I arose early, having promised that I would look over someone’s computer that had been updated at the end of last week. Blinking, as usual, I peered out of the kitchen window to see the known universe was coated with a thick blanket of snow. The same snow that had started yesterday and had been predicted a week ago. To check on the nation’s preparedness, I went to the front window to see the main road outside our flat equally deep and crisp and even un-gritted. Checking the news, I found that - due to the unexpected nature of the white stuff descending without warning from an unknown source - the known civilised world, south of the Thames at least, had ground to a halt. I sent a text message to a friend who lives near the station I would need: she said that all was pretty impassable and that no buses were running, so at half past eight I left a message postponing my 10 o’clock visit.

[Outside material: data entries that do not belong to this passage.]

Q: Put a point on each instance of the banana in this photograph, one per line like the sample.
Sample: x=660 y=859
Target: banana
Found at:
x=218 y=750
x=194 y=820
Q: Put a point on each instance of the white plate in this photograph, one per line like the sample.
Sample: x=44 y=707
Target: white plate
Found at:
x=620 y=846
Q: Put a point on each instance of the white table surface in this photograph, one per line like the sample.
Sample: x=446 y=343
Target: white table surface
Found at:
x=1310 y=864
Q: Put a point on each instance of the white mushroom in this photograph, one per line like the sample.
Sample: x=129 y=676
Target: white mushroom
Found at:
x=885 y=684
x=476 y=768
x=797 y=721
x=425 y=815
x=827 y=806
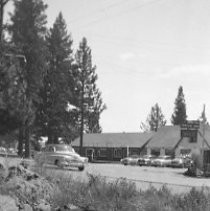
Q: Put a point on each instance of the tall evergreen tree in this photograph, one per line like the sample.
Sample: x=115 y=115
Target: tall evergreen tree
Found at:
x=179 y=116
x=28 y=31
x=154 y=120
x=203 y=117
x=2 y=6
x=56 y=93
x=89 y=100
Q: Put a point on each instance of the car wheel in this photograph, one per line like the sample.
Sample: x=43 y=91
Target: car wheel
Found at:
x=81 y=168
x=58 y=163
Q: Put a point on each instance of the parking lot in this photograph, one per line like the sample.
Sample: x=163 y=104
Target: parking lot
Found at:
x=143 y=177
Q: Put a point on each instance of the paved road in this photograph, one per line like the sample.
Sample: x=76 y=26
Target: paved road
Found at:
x=142 y=176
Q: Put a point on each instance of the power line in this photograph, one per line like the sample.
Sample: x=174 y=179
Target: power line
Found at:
x=101 y=11
x=121 y=13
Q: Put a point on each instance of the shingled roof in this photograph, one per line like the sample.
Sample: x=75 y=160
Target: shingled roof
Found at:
x=169 y=137
x=114 y=139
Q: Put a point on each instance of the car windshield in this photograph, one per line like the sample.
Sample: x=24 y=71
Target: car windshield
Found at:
x=134 y=156
x=64 y=148
x=164 y=157
x=148 y=156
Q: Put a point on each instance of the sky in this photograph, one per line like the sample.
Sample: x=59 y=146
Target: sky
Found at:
x=144 y=50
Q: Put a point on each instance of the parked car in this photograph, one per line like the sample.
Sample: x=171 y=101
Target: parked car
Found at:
x=178 y=162
x=62 y=156
x=162 y=161
x=181 y=161
x=130 y=160
x=146 y=160
x=3 y=150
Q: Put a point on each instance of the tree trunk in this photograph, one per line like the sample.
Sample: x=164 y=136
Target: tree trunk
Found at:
x=20 y=141
x=27 y=142
x=1 y=19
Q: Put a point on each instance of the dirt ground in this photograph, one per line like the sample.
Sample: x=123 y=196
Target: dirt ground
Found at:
x=174 y=179
x=144 y=177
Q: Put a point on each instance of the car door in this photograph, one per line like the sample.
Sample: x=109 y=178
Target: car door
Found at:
x=50 y=155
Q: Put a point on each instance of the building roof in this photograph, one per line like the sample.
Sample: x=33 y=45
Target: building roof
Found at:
x=166 y=137
x=170 y=137
x=114 y=139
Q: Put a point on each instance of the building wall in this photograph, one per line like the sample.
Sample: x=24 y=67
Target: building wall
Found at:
x=109 y=153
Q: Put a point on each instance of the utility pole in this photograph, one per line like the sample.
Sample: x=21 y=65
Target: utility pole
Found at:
x=203 y=123
x=82 y=116
x=2 y=5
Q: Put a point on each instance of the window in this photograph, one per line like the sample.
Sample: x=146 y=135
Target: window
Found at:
x=89 y=152
x=117 y=153
x=102 y=153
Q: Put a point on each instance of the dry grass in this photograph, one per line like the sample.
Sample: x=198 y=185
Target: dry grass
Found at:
x=100 y=194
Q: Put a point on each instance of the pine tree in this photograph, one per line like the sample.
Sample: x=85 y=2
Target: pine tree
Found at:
x=179 y=116
x=28 y=31
x=56 y=93
x=154 y=120
x=89 y=100
x=2 y=6
x=203 y=117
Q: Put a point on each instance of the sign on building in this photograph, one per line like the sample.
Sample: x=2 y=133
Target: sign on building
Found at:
x=190 y=129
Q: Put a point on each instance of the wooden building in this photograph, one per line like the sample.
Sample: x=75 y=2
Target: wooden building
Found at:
x=113 y=146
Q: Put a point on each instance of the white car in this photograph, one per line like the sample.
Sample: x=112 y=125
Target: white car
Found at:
x=162 y=161
x=62 y=156
x=130 y=160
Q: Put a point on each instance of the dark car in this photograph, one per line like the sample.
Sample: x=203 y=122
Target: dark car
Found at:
x=181 y=162
x=146 y=160
x=162 y=161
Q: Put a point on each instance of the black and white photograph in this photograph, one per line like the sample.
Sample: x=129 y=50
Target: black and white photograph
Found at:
x=104 y=105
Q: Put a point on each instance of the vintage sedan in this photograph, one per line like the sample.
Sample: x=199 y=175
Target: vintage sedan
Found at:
x=62 y=156
x=146 y=160
x=130 y=160
x=162 y=161
x=181 y=162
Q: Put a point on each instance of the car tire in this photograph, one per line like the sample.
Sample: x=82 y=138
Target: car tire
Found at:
x=58 y=164
x=81 y=168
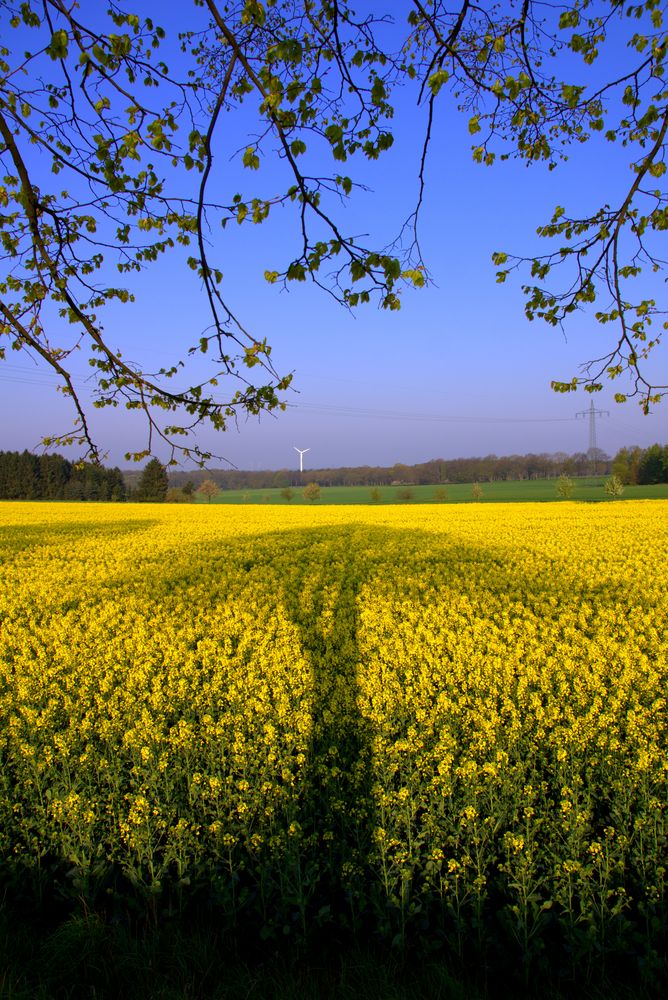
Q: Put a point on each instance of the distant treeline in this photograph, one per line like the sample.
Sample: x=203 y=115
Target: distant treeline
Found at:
x=24 y=476
x=632 y=465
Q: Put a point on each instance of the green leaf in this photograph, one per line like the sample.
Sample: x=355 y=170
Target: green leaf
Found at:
x=57 y=47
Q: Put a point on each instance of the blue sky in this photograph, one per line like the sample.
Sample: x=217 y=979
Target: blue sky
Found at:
x=457 y=371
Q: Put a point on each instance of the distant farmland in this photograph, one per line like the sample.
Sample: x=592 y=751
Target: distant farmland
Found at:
x=532 y=490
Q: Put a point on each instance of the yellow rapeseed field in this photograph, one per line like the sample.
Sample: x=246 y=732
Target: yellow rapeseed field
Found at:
x=446 y=721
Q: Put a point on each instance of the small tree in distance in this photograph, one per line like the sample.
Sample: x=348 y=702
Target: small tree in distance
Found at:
x=208 y=489
x=311 y=492
x=614 y=487
x=153 y=483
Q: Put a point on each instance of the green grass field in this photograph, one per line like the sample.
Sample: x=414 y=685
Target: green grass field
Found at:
x=586 y=489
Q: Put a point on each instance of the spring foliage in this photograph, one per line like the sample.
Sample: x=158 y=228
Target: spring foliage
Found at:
x=107 y=164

The person I was due to assist seemed more worried that his accounts could not be done, so I assured him that the older machine was still in exactly the same condition, containing exactly the same software and data, as it was on Friday and that the newer machine could safely be ignored until I could tunnel a route to him in the next few days through the snow drifts.
“Wait a moment, ” I thought, “I, who am disabled and mentally ill, seem far more prepared and less worried by this unforeseeable (read “entirely predictable”) calamity than the people in charge of civic and corporate governance.” I suppose that is in part because, in order to cope and to manage my day-to-day life, I have to be prepared for what are - to me, at least - far worse crises occurring without warning: as such can often be spotted a mile off once one learns how to recognise the triggers and portents.
Visits to the local shops were similarly galling: there had been panic buying of bread, milk and eggs*. As I have spent most of the time since the early 1970s living through my own vision of the Cold War, brought about as a consequence of repeated abuses confirming my Post Traumatic Stress Disorder, the supplies of tinned, powdered and dried goods that have been set aside for such emergencies as daily living should stand us in good stead for some time after the snows have passed.
Who then will be ready for the next crisis? My coping strategies may seem a little odd to many, but they do work in times of “real” emergency as well as as those of mine own perception.
I must admit to an imperfection in all this: I was rather snappy towards my wife late this evening when she suggested that something we have planned for tomorrow might be beyond our collective super-human powers, or at least those borrowed from the Pharaohs. I’m sorry.

* “Perhaps they are offering up sacrifices of French Toast to either assuage a displeased Deity or to provide extra traction” were my particular thoughts on finding bare shelves in the shops.